You may remember back in Campbelltown that I took a stroll down Cholesterol Corner, Sydney's own Sunset Boulevard, featuring all of the world's finest fattening fried fast food from Freedomville on one strip of road (if not, go check it out, I'll be here waiting).

Cholesterol Corner is Southwest Sydney's tribute to our friends across The Pacific, but Northwest has given it a red hot go as well.

As soon as you cross into the suburb from its southeast border, you hit Sydney Business Park.

Now, when you hear business park, you normally think about some boring office buildings in the middle of nowhere, but not here.

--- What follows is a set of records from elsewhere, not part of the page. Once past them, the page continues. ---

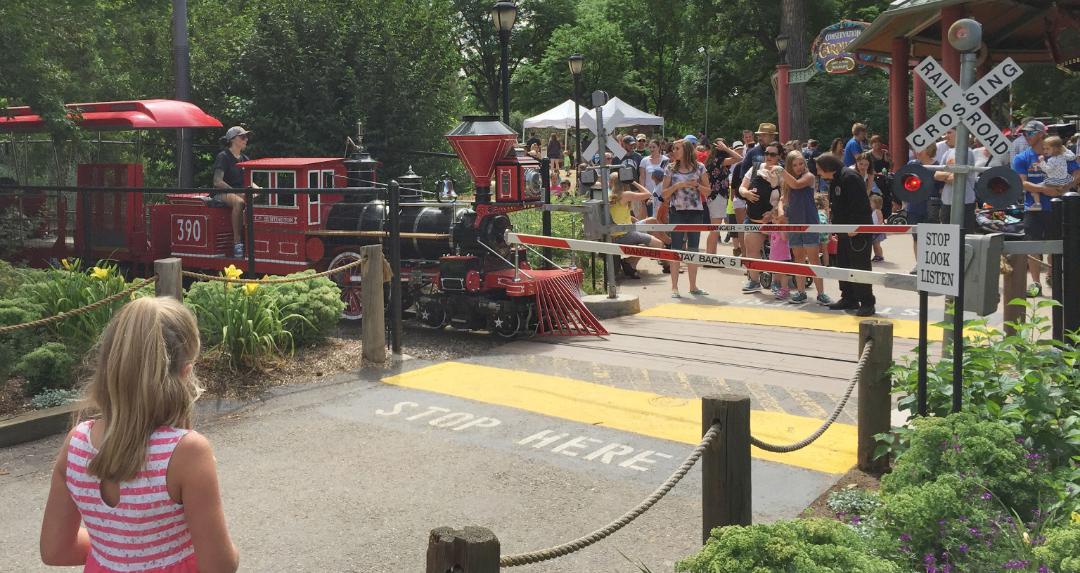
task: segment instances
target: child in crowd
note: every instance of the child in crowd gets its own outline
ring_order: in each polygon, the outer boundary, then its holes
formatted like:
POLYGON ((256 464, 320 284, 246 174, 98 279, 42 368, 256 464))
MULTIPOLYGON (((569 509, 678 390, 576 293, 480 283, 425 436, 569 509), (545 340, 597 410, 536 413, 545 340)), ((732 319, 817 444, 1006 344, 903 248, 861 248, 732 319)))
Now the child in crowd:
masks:
MULTIPOLYGON (((1069 176, 1068 163, 1077 159, 1076 153, 1065 147, 1065 142, 1056 135, 1050 136, 1042 141, 1045 155, 1039 155, 1039 168, 1047 174, 1043 185, 1053 187, 1067 187, 1072 183, 1069 176)), ((1031 193, 1035 199, 1034 205, 1041 207, 1039 203, 1040 193, 1031 193)), ((1038 208, 1038 207, 1037 207, 1038 208)), ((1028 210, 1037 210, 1028 207, 1028 210)))
MULTIPOLYGON (((870 195, 870 216, 874 218, 874 224, 885 224, 885 216, 881 214, 881 205, 885 204, 885 200, 881 195, 874 193, 870 195)), ((885 241, 885 233, 874 234, 874 262, 881 262, 885 260, 885 255, 881 251, 881 242, 885 241)))
POLYGON ((99 418, 68 433, 56 456, 41 560, 95 573, 237 571, 214 454, 190 429, 194 315, 170 298, 136 299, 98 345, 86 394, 99 418))
MULTIPOLYGON (((818 222, 821 224, 828 224, 828 194, 827 193, 814 193, 813 204, 818 207, 818 222)), ((819 256, 821 257, 821 263, 828 267, 828 254, 829 246, 833 245, 833 234, 832 233, 821 233, 821 243, 819 244, 819 256)))
MULTIPOLYGON (((770 210, 765 214, 762 219, 765 224, 786 224, 787 218, 777 215, 775 210, 770 210)), ((792 260, 792 248, 787 244, 787 233, 784 231, 769 231, 769 260, 770 261, 791 261, 792 260)), ((772 290, 775 292, 777 300, 787 300, 787 297, 792 294, 787 285, 786 274, 772 273, 772 290)), ((797 281, 798 278, 796 278, 797 281)))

Here, you get big-ole American style big-box retailers. This is the kind of place where you drive from one shop to the other.

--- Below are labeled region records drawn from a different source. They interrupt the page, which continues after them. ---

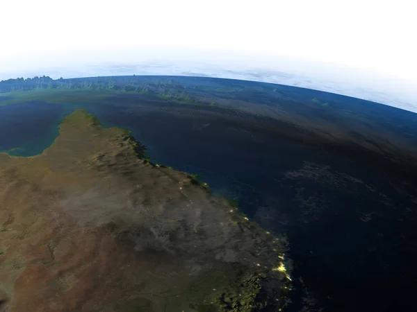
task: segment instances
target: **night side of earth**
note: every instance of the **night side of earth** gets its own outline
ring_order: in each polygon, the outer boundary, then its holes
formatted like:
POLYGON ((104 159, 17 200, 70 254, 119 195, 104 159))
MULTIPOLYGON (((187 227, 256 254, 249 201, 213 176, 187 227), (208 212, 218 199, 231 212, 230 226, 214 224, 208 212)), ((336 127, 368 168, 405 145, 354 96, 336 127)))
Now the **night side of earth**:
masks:
POLYGON ((10 79, 0 151, 0 312, 414 311, 415 113, 229 79, 10 79))

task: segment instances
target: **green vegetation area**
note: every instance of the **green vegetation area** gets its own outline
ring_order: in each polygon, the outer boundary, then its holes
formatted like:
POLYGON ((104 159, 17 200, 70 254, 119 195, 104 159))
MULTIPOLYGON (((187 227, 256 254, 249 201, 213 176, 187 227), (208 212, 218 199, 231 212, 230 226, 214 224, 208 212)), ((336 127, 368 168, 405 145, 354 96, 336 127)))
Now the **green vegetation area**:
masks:
POLYGON ((318 98, 312 98, 311 99, 311 102, 315 103, 316 104, 318 104, 318 105, 320 105, 321 106, 323 106, 323 107, 327 107, 327 106, 329 106, 329 103, 328 103, 321 102, 320 100, 318 100, 318 98))
MULTIPOLYGON (((222 92, 226 90, 222 89, 222 92)), ((0 81, 0 100, 3 98, 0 105, 35 101, 58 104, 91 103, 124 94, 148 95, 179 104, 215 104, 191 96, 186 87, 170 79, 129 76, 53 80, 43 76, 0 81)))

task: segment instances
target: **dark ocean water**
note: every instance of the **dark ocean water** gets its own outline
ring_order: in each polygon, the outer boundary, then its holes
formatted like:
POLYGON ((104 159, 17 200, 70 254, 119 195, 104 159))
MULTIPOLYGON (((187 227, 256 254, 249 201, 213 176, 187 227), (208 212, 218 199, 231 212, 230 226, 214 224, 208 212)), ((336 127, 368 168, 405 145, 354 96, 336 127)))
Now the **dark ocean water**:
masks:
MULTIPOLYGON (((332 101, 329 96, 322 98, 332 101)), ((151 100, 135 96, 100 103, 0 106, 0 150, 38 154, 56 137, 65 115, 86 108, 104 127, 131 130, 154 162, 200 175, 215 193, 238 199, 250 218, 286 233, 296 288, 290 311, 306 304, 311 311, 411 311, 416 252, 407 239, 417 236, 404 211, 416 207, 393 187, 389 173, 368 159, 254 125, 271 123, 261 116, 151 100)), ((341 105, 340 97, 333 101, 341 105)), ((404 119, 407 131, 414 131, 408 113, 393 109, 393 114, 391 108, 375 121, 404 119)), ((398 122, 389 125, 397 129, 398 122)))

OK, Bunnings and Aldi, nothing too American here.

An Ikea, yes they need the space.

A Lindt factory outlet,

where you can buy your candy by the pound-full.

Of course, however, the highlight of the show is Costco, the members only hypermarket where the answer to "how much of that do you need?" is always "one pallet's worth, please".

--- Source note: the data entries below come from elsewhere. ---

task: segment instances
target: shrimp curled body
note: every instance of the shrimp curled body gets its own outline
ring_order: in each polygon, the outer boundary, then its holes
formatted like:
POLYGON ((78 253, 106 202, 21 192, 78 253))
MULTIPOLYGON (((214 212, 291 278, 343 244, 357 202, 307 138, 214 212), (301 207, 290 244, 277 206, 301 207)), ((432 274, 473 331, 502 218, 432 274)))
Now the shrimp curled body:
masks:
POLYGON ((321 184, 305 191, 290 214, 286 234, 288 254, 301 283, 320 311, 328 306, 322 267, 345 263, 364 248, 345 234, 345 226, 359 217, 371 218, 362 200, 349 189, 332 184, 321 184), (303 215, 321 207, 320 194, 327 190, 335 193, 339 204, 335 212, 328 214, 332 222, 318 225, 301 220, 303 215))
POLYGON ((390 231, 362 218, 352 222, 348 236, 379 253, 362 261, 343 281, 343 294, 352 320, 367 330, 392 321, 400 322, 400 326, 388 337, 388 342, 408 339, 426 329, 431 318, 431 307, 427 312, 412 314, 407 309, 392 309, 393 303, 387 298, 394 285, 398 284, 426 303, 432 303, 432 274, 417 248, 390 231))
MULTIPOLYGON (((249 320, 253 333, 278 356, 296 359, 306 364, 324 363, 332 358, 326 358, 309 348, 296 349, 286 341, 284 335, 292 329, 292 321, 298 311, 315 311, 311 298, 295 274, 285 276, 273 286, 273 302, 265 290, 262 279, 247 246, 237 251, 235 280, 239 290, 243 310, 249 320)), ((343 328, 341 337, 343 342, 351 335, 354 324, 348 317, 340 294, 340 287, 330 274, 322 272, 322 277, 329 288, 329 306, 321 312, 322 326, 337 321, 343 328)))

I was even lucky enough to come across a real American pickup truck in the carpark (sorry, parking lot).

Those things aren't known for being great on gas. Luckily, Costco has a servo as well.

As if purely to prove the point, across the road from the shops is a drive-thru Starbucks. I didn't even know we had those in this country.

Now with all that, you really might think you are in America. Reality comes crashing back down though, when you notice that the footpath (sidewalk) has cycling lanes,

and that you can even catch a bus to the shops like some sort of communist.

I was feeling particularly free, so naturally my lunch today was the local cuisine.

You may have spotted this already in one of the pickup truck photos above, but these shops actually neighbour a large mosque.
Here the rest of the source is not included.